May turned into June and with more than 10,000 pounds (4500 kilograms) of concrete removed and taken to the dump, we could finally see the extent of the damage, and things started to take shape from there.
For 10 days in July, an amazing building team rebuilt the deck, most of the cottage floor, and half the walls. I ripped out the bedroom walls stuck in one corner and the whole space looked much bigger and better.
We were delighted to expose 22 original timber beams when we took down the drywall and popcorn tile ceiling and things really started to take shape. We began to see how amazing the boathouse would look when we were done.
Fast forward to now. It’s February 2022 and I’m sitting here in the boathouse right now. Outside it’s snowing hard but the fireplace we installed last Fall is keeping everything toasty.

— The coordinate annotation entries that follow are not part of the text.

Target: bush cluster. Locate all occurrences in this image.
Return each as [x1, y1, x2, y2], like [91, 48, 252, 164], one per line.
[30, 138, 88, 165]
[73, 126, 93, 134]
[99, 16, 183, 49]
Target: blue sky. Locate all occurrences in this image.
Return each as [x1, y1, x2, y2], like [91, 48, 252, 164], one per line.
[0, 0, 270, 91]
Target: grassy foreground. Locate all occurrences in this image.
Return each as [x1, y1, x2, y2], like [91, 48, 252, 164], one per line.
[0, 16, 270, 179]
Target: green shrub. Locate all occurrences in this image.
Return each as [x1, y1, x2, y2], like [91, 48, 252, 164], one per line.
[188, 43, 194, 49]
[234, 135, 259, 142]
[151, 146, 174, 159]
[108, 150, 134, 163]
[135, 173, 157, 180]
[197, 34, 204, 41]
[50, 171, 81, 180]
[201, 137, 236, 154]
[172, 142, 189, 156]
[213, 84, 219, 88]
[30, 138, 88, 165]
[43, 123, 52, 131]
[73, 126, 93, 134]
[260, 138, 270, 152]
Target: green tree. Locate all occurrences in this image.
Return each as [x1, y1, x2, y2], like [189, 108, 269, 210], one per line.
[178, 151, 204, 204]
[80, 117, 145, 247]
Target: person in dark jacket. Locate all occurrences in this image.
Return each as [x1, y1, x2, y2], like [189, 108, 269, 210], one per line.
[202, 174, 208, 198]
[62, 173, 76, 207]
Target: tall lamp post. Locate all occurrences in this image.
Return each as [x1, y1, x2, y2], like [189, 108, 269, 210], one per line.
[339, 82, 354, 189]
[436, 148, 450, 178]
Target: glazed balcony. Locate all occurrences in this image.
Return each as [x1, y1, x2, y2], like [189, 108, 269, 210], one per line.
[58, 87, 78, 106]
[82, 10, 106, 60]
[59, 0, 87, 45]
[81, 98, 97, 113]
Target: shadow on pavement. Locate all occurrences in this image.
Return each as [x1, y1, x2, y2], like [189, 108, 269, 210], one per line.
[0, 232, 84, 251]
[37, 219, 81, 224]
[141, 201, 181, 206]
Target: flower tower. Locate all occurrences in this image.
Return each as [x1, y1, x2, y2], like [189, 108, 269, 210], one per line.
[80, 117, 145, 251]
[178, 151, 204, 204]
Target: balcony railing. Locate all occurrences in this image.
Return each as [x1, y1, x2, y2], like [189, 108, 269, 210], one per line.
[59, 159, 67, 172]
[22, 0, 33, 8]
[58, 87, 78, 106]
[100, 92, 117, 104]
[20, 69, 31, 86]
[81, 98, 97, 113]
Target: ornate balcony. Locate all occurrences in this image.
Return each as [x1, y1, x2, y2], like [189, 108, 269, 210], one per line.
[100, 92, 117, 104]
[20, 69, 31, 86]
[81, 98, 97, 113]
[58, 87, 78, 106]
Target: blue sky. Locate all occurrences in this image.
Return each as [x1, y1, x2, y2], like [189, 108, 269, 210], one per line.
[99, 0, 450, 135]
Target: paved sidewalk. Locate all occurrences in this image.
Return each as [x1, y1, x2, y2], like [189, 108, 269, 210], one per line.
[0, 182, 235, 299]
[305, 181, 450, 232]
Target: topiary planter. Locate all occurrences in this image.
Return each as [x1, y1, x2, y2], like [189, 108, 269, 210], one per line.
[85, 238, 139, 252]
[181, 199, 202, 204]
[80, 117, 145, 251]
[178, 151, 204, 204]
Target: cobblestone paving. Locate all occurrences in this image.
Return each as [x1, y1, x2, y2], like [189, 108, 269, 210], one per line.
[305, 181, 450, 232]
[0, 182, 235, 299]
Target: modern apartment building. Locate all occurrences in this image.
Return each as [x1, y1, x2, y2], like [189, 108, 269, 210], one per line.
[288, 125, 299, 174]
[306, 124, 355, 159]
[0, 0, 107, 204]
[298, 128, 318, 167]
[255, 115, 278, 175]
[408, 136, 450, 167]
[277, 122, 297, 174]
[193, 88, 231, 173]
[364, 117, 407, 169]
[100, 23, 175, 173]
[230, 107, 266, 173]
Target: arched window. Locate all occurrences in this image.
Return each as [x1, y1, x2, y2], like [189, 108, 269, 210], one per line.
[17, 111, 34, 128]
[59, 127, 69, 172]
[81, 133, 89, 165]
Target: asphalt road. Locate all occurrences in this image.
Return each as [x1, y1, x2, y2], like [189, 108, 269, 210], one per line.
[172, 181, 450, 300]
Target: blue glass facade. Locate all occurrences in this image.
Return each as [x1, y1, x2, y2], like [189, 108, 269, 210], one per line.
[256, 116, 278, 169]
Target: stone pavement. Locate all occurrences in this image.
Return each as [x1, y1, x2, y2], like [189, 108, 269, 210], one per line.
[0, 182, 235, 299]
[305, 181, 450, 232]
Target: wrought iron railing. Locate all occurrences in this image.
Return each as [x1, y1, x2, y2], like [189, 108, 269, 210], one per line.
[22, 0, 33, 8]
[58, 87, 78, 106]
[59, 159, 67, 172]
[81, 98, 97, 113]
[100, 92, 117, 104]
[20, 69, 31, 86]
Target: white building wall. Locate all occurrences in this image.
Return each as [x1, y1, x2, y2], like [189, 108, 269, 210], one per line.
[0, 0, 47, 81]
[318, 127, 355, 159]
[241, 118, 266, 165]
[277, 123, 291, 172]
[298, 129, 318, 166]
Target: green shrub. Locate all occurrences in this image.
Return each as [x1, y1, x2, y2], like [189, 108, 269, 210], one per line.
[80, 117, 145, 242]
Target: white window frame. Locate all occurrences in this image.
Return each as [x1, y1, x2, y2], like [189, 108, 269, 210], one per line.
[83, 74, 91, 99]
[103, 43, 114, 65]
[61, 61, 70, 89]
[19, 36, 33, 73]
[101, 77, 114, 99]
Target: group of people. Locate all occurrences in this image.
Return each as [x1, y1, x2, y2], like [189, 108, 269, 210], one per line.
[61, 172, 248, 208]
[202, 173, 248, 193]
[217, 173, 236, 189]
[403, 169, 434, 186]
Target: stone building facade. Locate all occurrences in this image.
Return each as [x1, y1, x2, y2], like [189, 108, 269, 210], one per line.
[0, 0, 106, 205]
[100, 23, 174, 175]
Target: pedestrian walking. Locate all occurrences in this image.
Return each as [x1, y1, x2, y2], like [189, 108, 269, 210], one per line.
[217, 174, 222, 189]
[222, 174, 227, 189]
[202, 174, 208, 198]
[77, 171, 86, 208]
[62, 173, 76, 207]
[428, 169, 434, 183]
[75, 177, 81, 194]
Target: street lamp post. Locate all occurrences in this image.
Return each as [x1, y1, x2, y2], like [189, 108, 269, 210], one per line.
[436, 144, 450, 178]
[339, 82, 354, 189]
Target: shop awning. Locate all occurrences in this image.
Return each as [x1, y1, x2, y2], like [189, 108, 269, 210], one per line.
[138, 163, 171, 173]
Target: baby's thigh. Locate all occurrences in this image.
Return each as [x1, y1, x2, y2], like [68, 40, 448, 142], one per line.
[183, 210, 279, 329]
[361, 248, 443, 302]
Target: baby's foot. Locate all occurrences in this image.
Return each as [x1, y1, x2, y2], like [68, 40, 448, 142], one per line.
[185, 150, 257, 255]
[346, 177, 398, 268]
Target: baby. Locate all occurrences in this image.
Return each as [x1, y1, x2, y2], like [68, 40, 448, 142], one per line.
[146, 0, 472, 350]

We have sanded back those 22 beautiful timber beams, lovingly painted every wall, laid fresh flooring, and installed a gorgeous new kitchen with a dishwasher.
I guess all those real estate flipping shows must be right. I love the way property can be reinvented to offer more. Just like people.
Two years later I still feel that same sense of drive and enthusiasm and so many of the things I worried about didn’t eventuate.
I’m feeling grateful for so many new friends we have made here on the lake who have helped us save our little slice of heaven from the elements.
I’ve learned to do things I never dreamed I would, and instead of diving, Toronto real estate prices have gone through the roof.